The summers of 1934 and 1936 remain two of the hottest ever recorded in the central United States. This record-breaking heat was the backdrop to a decade known as the Dust Bowl or the Dirty Thirties, when more than half the states across the country recorded their all-time highest temperatures, and prolonged drought and poor agricultural practices caused extreme dust storms that whipped dirt across the U.S. plains. The conditions destroyed an estimated 100 million acres of farmland, and drove an exodus of people from the plains to the West Coast, as epically depicted in John Steinbeck’s The Grapes of Wrath. In the recent study, the authors showed that unusually warm sea surface temperatures also occurred at the same time in isolated regions of the Atlantic and the Pacific oceans, creating unprecedented climatic conditions that affected the temperatures and rainfall in the central United States (Donat et al. 2015).
Specifically, warming in the Atlantic off of Nova Scotia and Maine caused typically southerly winds to shift to the northeast, weakening their usual transport of moist air north from the Gulf of Mexico. At the same time, warming in the Pacific, stretching from the Gulf of Alaska south to Los Angeles, created a high-pressure zone that also reduced the transport of moist air from the West Coast. Together, these events dramatically reduced spring rainfall in the central U.S., which in turn contributed to hotter summer temperatures, and set the stage for the Dust Bowl.
While these conditions may sound familiar to the extreme drought currently underway in California, the ocean hot spots don’t quite line up in the same way. The scientists compared the marine conditions in 1934 and 1936 with the conditions in 2011 and 2012, two recent years of record heat. While they found that waters were indeed warmer off the coast of Maine and Nova Scotia during both time periods, temperatures were actually below normal off the Gulf of Alaska in 2011 and 2012. In fact, over the past 100 years, it has been very rare for both specific ocean spots to warm at exactly the same time. But when they do, they can create a “perfect storm” of extreme temperatures, which has lead to disaster in the past. The researchers warn that the next time both of these ocean areas heat up, the effects in our warmer climate could be even more devastating than before.

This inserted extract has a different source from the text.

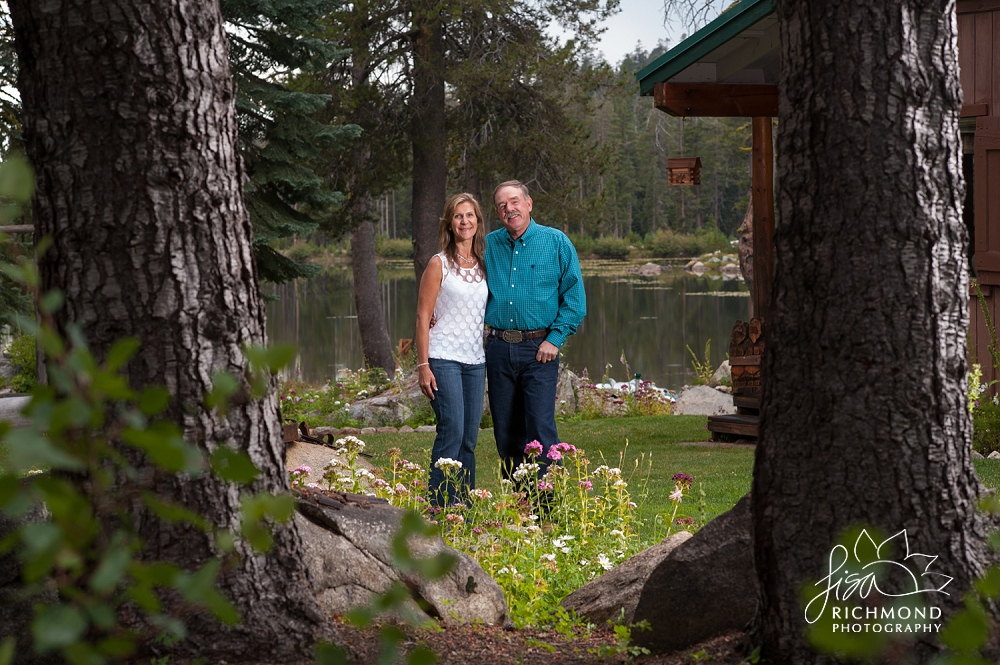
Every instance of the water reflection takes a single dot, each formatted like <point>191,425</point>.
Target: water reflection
<point>651,319</point>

The oceans play an important, though often unappreciated, role in regulating our climate, which is all the more reason why scientists are keeping an eye on the “warm blob” of water in the Pacific Ocean thought to be exacerbating our current drought. Fortunately, this research may allow meteorologists to predict record summer temperatures before they happen, allowing for some preparation and better management of resources to prevent a repeat of the Dirty Thirties.